Digital Ants
So how did those cupcake crumbs disappear? You don’t have a dog so we can rule out absorption by a canis lupus familiaris, and Roomba went out of business years ago, so where did the crumbs go and who took them? The answer is ‘the robots got ‘em’. Does it sound a bit like science fiction or even science fantasy? It’s not based on developments by a group of engineers at Northwestern University who have developed the smallest remote-controlled walking robots ever built, roughly 1/3 the size of a typical ant, and the idea that in the future a pack of such little scavengers would sit in a box under the couch waiting to be called on to clean, polish or perform other functions for you, is not science fiction but merely a practical application of that research.
These little crab-like creatures are not battery powered or driven by complex electronics, but are constructed of alloys that when heated conform into a ‘memory’ shape and are coated with a thin layer of elastic glass that pulls them back to their original shape as they cool. Currently these miniscule robots are controlled by a remote controlled laser that starts the ‘walking’ process by heating the ‘legs’ of the bots, and by having the laser scan the legs in a particular direction, the bots will ‘walk’ that same way, and as these structures are so small they cool quickly, which allows them to walk or swim more quickly as their size decreases.
The same team at Northwestern devised a process to fabricate these bots by bonding the flat alloy materials to a stretched rubber substrate. When the rubber is relaxed it buckles and the alloy ‘pops’ into a pre-defined 3 dimensional shape, allowing them to create robots of any size or 3D shape.
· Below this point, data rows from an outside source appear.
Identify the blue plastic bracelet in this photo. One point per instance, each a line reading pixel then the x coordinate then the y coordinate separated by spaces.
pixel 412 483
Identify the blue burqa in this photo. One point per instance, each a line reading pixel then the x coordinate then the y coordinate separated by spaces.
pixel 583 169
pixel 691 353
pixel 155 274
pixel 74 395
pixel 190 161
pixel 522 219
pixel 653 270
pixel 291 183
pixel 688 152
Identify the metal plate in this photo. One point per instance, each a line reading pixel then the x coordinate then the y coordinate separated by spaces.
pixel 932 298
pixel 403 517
Movement of shapes can take the form of bending, twisting, and expanding, which allows the devices to crawl, walk, turn, and jump. Of course, these experiments are only the basis for the creation of commercial devices, although the team previously developed a winged microchip last September, the smallest man-made flying structure ever built, about the size of a grain of sand, so it would seem the possibilities are not limited to ground work.
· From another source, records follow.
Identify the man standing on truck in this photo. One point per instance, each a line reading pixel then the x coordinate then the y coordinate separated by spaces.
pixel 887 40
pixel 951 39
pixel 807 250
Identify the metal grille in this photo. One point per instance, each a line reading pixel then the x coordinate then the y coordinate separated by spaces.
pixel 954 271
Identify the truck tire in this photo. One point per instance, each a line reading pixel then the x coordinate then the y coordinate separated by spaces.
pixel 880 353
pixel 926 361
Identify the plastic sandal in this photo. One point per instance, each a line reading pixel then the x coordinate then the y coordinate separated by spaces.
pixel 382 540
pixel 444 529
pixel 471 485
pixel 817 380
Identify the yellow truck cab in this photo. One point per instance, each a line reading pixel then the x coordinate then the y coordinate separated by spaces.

In order to commercialize such devices other methods for ‘stimulating’ them would have to be developed, but nano-fabrication, an outgrowth of semiconductor process technology, is a rapidly developing field, and the application of nano-scale power sources and processors to such devices is a possibility, although the cost of production will be the major consideration for commercialization. That said, at least the process for creating the structures has been simplified and uses common semiconductor materials and processes, such as Si wafers, sputtering, annealing, photoresist patterning, and tape transfer, and while we are still some time away from these bots helping you to keep your Hostess cupcake habit from the wife, its not really science fiction anymore. For now, use a paper plate.